A lot of the turmoil for me was because of the people. The more papers I would vend, the more people I met. The more people I met, the more of them I became acquainted with and they began to get more familiar with me. People were giving me handshakes, hugs, a big hardy hello with big smiles as they spoke.
People were stopping and asking, “How are you doing?” I could feel the real sincerity and concern on their part for me. If people didn’t stop when they spoke as they were on their way to work, lunch etc. I could still feel the warmth from their hearts. I was having daily conversations with people that were getting the Denver VOICE from me.
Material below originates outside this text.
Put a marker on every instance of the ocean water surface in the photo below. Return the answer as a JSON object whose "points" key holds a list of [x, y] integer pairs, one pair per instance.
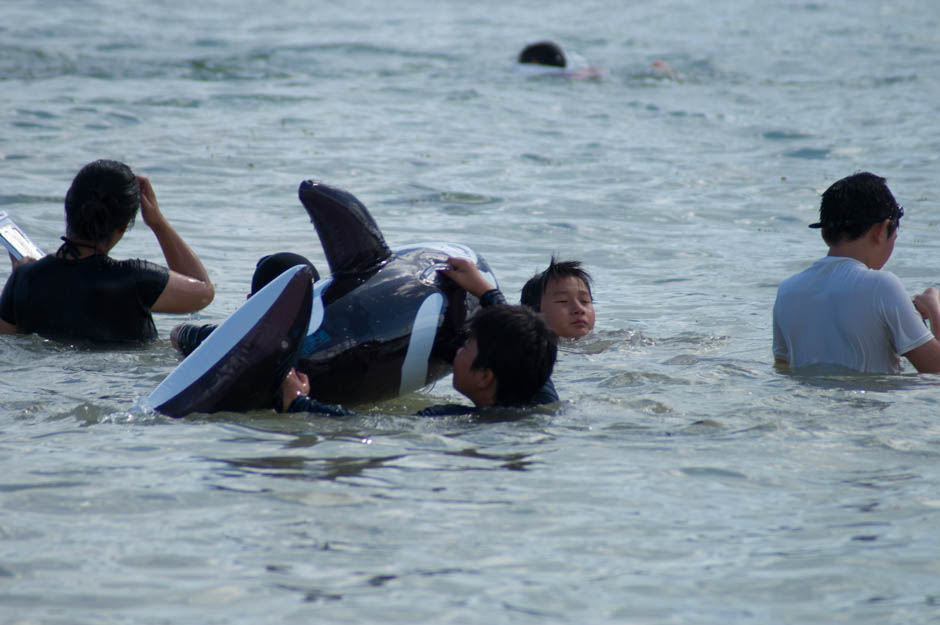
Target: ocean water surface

They were truly interested in me and concerned about things in my life and I found myself feeling the same way for them.
My father taught me that you can tell how much a person is interested or concerned about something by how they give of their time and money. I was also taught that you can judge a person by their ways and actions. The people that I had met and was meeting were living, practicing, sharing with and bestowing upon me, all of the good things that I had learned from my father.
When people gave me donations for the Denver VOICE many of them were saying to me by their action, “This is for you; I hope for and wish the best for you.”
Nobody I ever met while I was vending the Denver VOICE on the streets and no one at the distribution center or the office passed judgment on my past or tried to judge me each day. They all treated me, not as the man that I saw myself to be daily, but as though I was the man that I intended to become.
The way everyone treated me was the fuel for the turmoil that was bothering me. The more I did drugs, the more the turmoil and the more the battles raged. At night I could not do drugs and get high without thinking about that day. I would think about how kind and caring everyone had been towards me.
Then the next day came—time to go back to work, stand before some of the same people from the day before. They may or may not know about me, the drugs and the night before, but I did. I knew. I would drag myself together, getting ready for work, try to make myself look presentable, because a lot of nights I never went to sleep. I was awake all night either from the drug use or the guilt. I could only hope that I did not look as terrible as I felt. I tried to wear a mask, hide behind the mask; only the mask did not make all of those horrible feelings go away.
I felt like a deceiver, a liar in the lowest form. I felt guilt, shame. I felt like I betrayed all the people that I had met. I am telling you, there were times when I went to get my papers and go to work that the sun felt like God’s flashlight. No, more like his spotlight. It didn’t seem to be shining on the crops, the beaches, no other people—just me.
Never in all my years of doing drugs did I ever put up a fight to stop as I was doing then. I remember the feeling and telling myself, “No. No. No more drugs. I am the man that I intend to be.” The agony was like a persistent toothache and like a real bad toothache. The drugs and that life had to go.
That was about eight months ago. Today, because of my many experiences with the Denver VOICE, drugs are no longer part of my life. Technically speaking, I am no longer homeless, either. I haven’t found a place to stay yet, but I have the money.
There will be people that read this article that may not believe spiritually in a God of the universe. I don’t judge that and I do not hold it against you. Just don’t judge or hold it against me because I do.
The greatest and most rewarding experience that I have had with the Denver VOICE is the re-introduction to God. Through my brother, people from the Denver VOICE, their program, people from the Auraria campus and all of the many people that I have met while vending the Denver VOICE, God was able to reach me. All of you people whom I call God’s angels, may God always be with you and continue to bless you.